De Toronto, il faut compter environ 45 minutes pour atteindre la municipalité de Caledon... là où se trouve la plus récente réalisation de l'architecte Ian MacDonald. Sur une route qui traverse un pré, il m'indique où se «cache» cette résidence secondaire (de plus de 372 m2 ou 4000 pi2) qu'il a conçue pour une famille torontoise.

Mis à jour le 27 mai 2011
Lucie Lavigne LA PRESSE

J'ai beau chercher... Tout à coup, j'aperçois deux fenêtres insolites derrière une petite colline. «On jurerait des périscopes!», ai-je lancé spontanément. Pragmatique, l'architecte précise que ces deux puits de lumière verticaux érigés sur le toit vert (qui se confond à la verdure du terrain) n'ont rien de décoratif.

Orientées au sud, elles permettent de mieux capter la lumière en hiver, alors que le soleil est plus bas dans le ciel. L'été, on peut les ouvrir grâce à une commande électrique afin d'améliorer la ventilation naturelle et ainsi évacuer la chaleur.

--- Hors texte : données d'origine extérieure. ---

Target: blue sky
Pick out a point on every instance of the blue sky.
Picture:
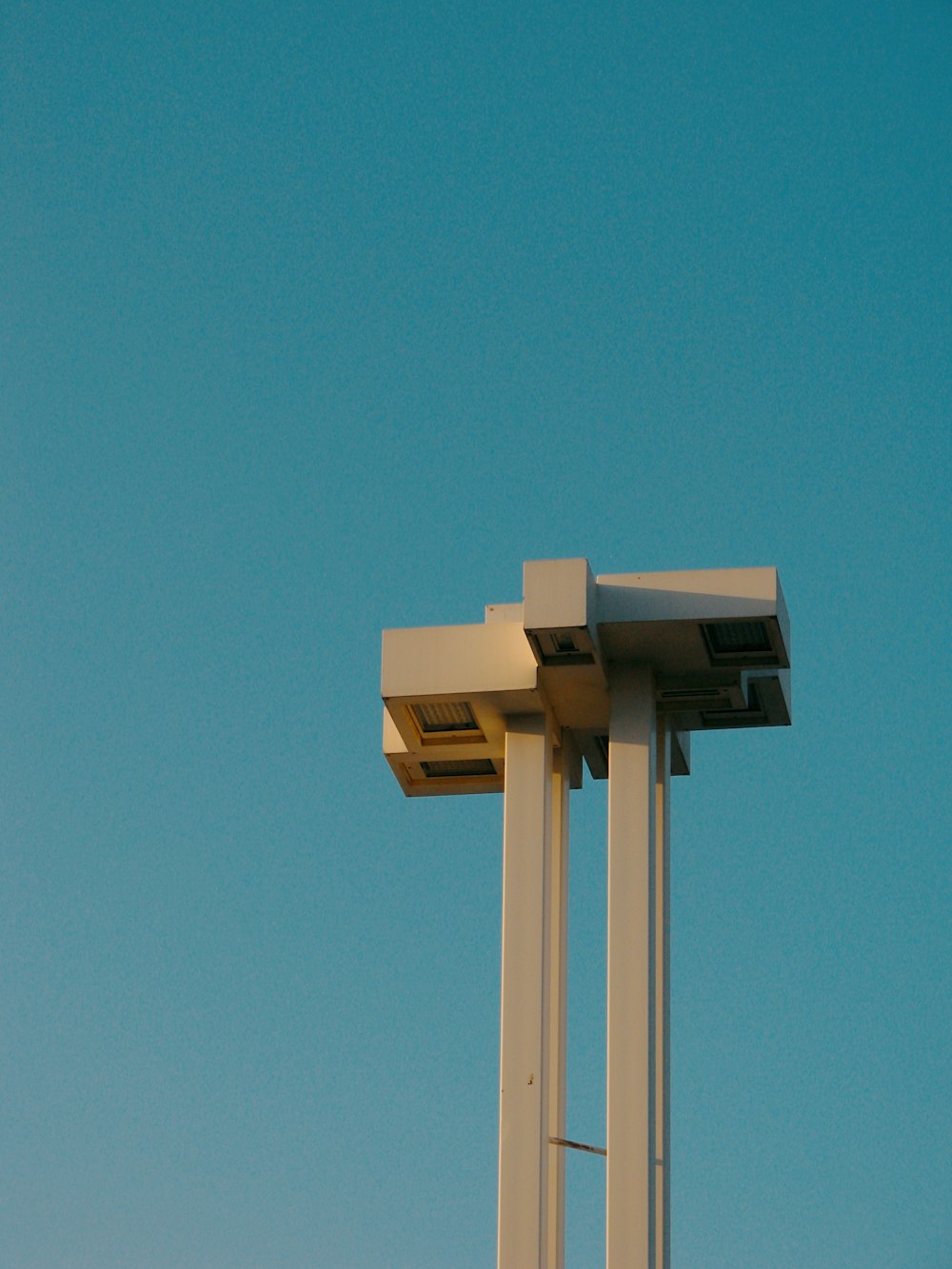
(322, 319)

«Vous n'avez donc jamais été influencé par le périscope?», ai-je répété. «Non, dit-il. Ces fenêtres peuvent paraître énigmatiques, mais elles sont strictement fonctionnelles», ajoute-t-il.

Immergée dans les prés...

Instinctivement, les propriétaires pensaient d'abord élever leur nouvelle résidence au sommet de la colline, à proximité des deux bâtiments existants (une ancienne maison et une grange). Logique, non? Pas pour Ian MacDonald. Ce dernier a préféré que la propriété s'immisce dans la prairie, en retrait de la route où circulent des camions et des autocars. Un chemin permet aujourd'hui de découvrir progressivement l'habitation bardée d'acier ondulé Galvalume au gré du vallonnement. Une fois arrivé, on voit alors avec étonnement qu'un cours d'eau - qui coule jusqu'à la grange - a été aménagé entre un mur de granit et la façade vitrée.

Conséquence: la route bruyante n'est plus visible par les occupants du domicile et c'est plutôt le ruissellement de l'eau qui se fait entendre. C'est aussi dans cette perspective que l'on «redécouvre» la maison de pierres du XIXe siècle et la grange, situées à l'autre extrémité.

L'art de cadrer le paysage

Qui ne souhaite pas trouver un lieu idyllique pour bâtir sa maison ou son chalet? «Mais les lots parfaits sont de plus en plus rares, rappelle Ian MacDonald. Alors qu'il est facile d'avoir des vues époustouflantes sur un paysage remarquable (bord de lac, de mer, montagne...), il faut être plus inventif pour en obtenir sur un terrain ordinaire», dit-il.

Un des moyens d'y arriver? Savoir cadrer le paysage. Créer des perspectives. Voilà la clé!

«Le fait d'avoir une vue d'ensemble du haut d'un promontoire ou d'une colline n'est pas nécessairement palpitant. Je dirais même qu'à trop voir, vous ne voyez rien, estime l'architecte. De la même manière, un photographe vous proposera une façon d'admirer un lieu plutôt que de croquer le paysage en entier.»

Il poursuit: «Le relief est passablement «sage» en Ontario. Il importe donc de concevoir une relation très particulière entre les occupants d'une habitation et leur environnement. En clair, des fenêtres judicieusement aménagées sauront révéler les qualités du terrain. Ce qui pourrait même le rendre saisissant.»